Single National Gambling Tax Scheme

Through a Better Tax Discussion Paper submitted to the Australian Taxation Review Committee, National Party Senator for Victoria, Bridget McKenzie pointed out the inequality and complexity of the laws governing Australia's gambling industry. Her objective is to urge the federal government to introduce a single and reliable tax regime in order to promote enhanced tax efficiency as well as ensure the preservation of economic and social interests on a national scale.

The Victoria Senator remarked that the sportbetting industry in Australia is the fastest growing market. Yet as it is, the industry is minimally taxed. The present system requires sportsbook operators to obtain licences in each of the eight jurisdictions, if they wish to do business in all. Senator Mckenzie asserts that the present system is not only burdensome on sportsbook operators, but also tax inefficient as all eight regulators spend tax money to carry out regulatory duties on the same thing.

She explained that the existing state-based taxation system has today, become increasingly irrelevant due to the advent of Internet gambling. Citing as example a scenario in which punters in New South Wales (NSW) could place bets on Victorian races, via a Tasmania-facing online gambling facility. The current system leaves the Victoria and the NSW government powerless to require payment of fees or collect extra royalties from the Tasmanian wagering transaction, as the bet was placed via the Internet, albeit with a Tasmania-registered gambling facility operator.

Adding complexity to the current system is the premise that there are three types of operators, the on-track or on-course bookmakers, the off-track or off-course operators, and the totalisers. All three types are governed by different regulatory bodies, and subject to varying sets of licence conditions.
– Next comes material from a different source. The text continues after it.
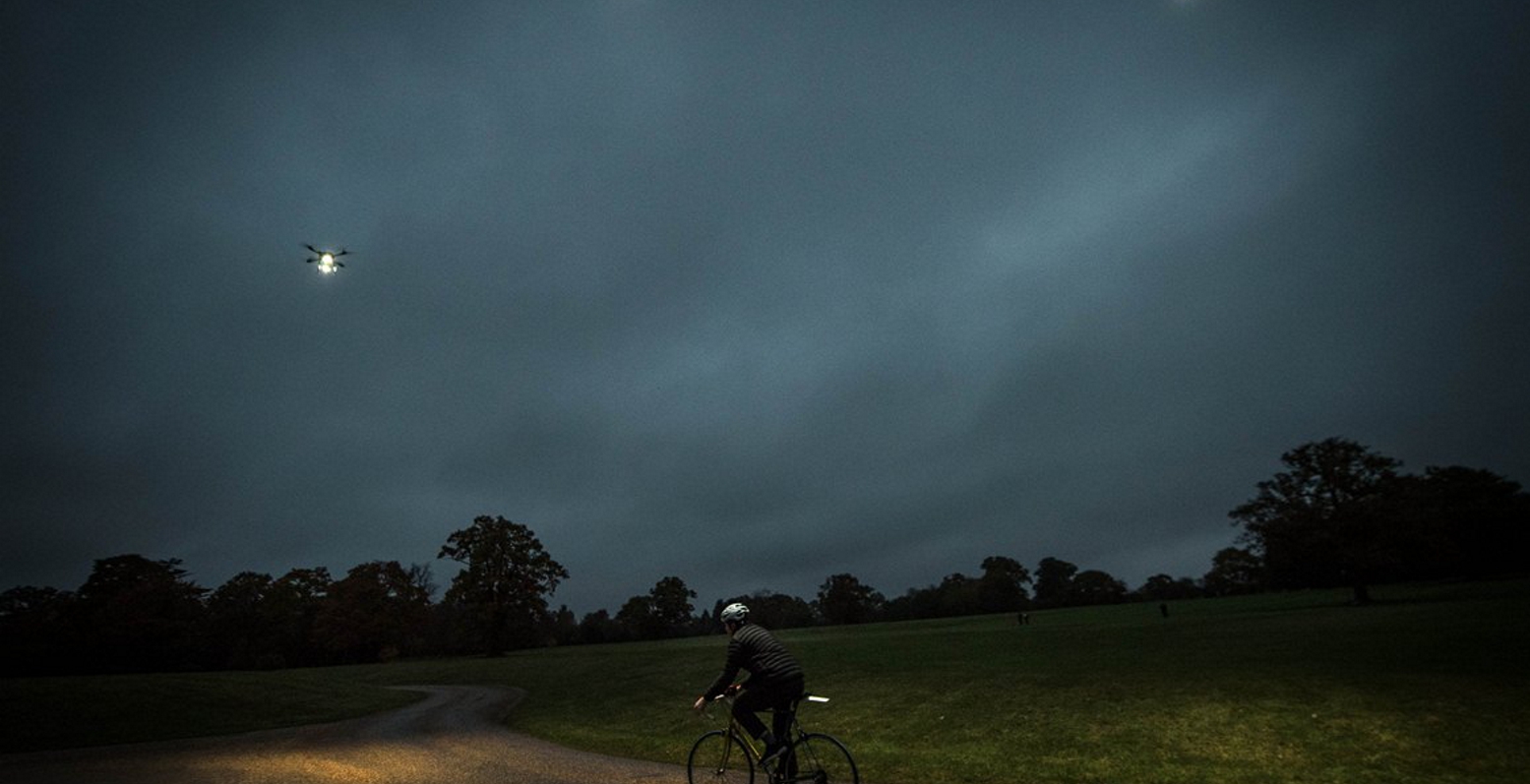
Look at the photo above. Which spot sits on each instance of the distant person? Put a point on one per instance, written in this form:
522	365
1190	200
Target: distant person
774	679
Most relevant to Senator McKenzie's call for corrective tax, are the different duties imposed on bookmakers by each state or territory, which she listed down as follows:
• NSW collects a 1.5 percent tax on net turnover;
• Victoria imposes a 1.5 percent tax on net winnings gained from thoroughbred racing, and 0.66 percent from harness racing;
• ACT and Western Australia levy a 1.5 percent tax on betting turnovers;
• The Northern Territory collects the least, at 0.33 percent on net turnover.
• South Australia collects 13 percent tax on gross revenue and one percent levy on net turnover
• Queensland's system is more complex, as the state collects tax on revenues greater than 20 percent of the gross revenue and one percent (1%) of net customer winnings;
• Tasmania's is the least complicated as the state does not impose a gambling turnover tax, but instead collects a straightforward flat fee of AU$256,000.

Other aspects that tend to complicate the systems even more are rates that depend on the betting format, whether realised from betting exchange, phone betting, tote, or from rail operations, as well as on the type of betting, such as traditional or exotic, and in some cases depending on the time of year.
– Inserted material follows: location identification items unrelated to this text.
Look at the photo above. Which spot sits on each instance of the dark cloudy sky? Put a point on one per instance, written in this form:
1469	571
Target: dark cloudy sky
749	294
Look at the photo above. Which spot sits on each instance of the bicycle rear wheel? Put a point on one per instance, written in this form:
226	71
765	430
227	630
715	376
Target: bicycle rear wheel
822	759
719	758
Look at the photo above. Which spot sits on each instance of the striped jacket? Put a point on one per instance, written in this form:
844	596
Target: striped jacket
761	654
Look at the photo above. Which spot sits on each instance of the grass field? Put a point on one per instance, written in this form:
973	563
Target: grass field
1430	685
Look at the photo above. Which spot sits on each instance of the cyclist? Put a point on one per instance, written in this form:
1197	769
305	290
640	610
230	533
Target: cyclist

As a result corporate gambling entities tend to set up their business in a state or territory that imposes lower dutie , and in some cases, in jurisdictions that offer tax incentives as means of enticing the betting company to incorporate within their territorial boundaries. After all a nationwide coverage is still possible, as they can simply offer their betting products and services online.

In light of those complexities, NP-Victoria Senator McKenzie recommends for a modified system of regulation to ensure Australian punters place wagers only on Australia regulated betting facilities. A single federal taxation system would also ensure that all betting operators across all Australian states and territories, would pay fair and equitable taxes, based on equal terms. Most importantly , a unified taxation system would make certain that problem gambling programs in all jurisdictions are well resourced.